The journeyman electrician and a general foreman for Illinois Crane were evaluating conditions when the electrician fell through a hole in the floor. He fell 24 feet to his death.
OSHA says that companies must provide adequate floor hole covers or guardrails whenever there is a risk of falling more than 6 feet through a hole. They must also ensure that workers wear personal fall arrest systems. OSHA cited Illinois Crane for a willful violation of these rules and proposed penalties of $87,016.
OSHA added that another contractor on the site, Schaefer Electric, could have prevented the tragedy if it had inspected the job site and evaluated it for hazards before sending workers. It should also have trained its workers to recognize fall hazards and take appropriate safety precautions. OSHA called these failures a serious violation of workplace safety rules and proposed $10,151 in penalties.
The tragedy is that falls from over 6 feet are so often deadly, but employers often fail to take appropriate steps to prevent them. In 2020, 24 Illinois workers died as the result of falls, including slips and trips. That’s nearly 18% of all worker deaths in Illinois in 2020.

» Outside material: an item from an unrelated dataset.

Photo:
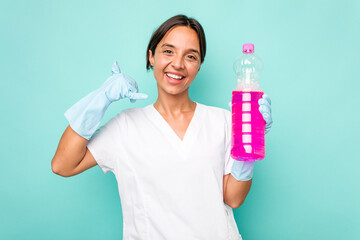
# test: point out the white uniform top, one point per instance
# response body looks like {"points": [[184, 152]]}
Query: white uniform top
{"points": [[170, 189]]}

If you’re injured in a fall, you don’t have to prove your employer did anything wrong
Workers’ compensation is a no-fault system. If you are injured on the job, you’re generally covered by workers’ comp, even if your employer was not negligent. You can even be partly responsible for the accident, and you are still generally eligible for workers’ comp.
You don’t have to prove your employer committed any workplace safety violations. That’s OSHA’s job. You need to focus on recovering from your injuries, and workers’ comp is there to help you do that.
If your claim is denied, you have the right to appeal.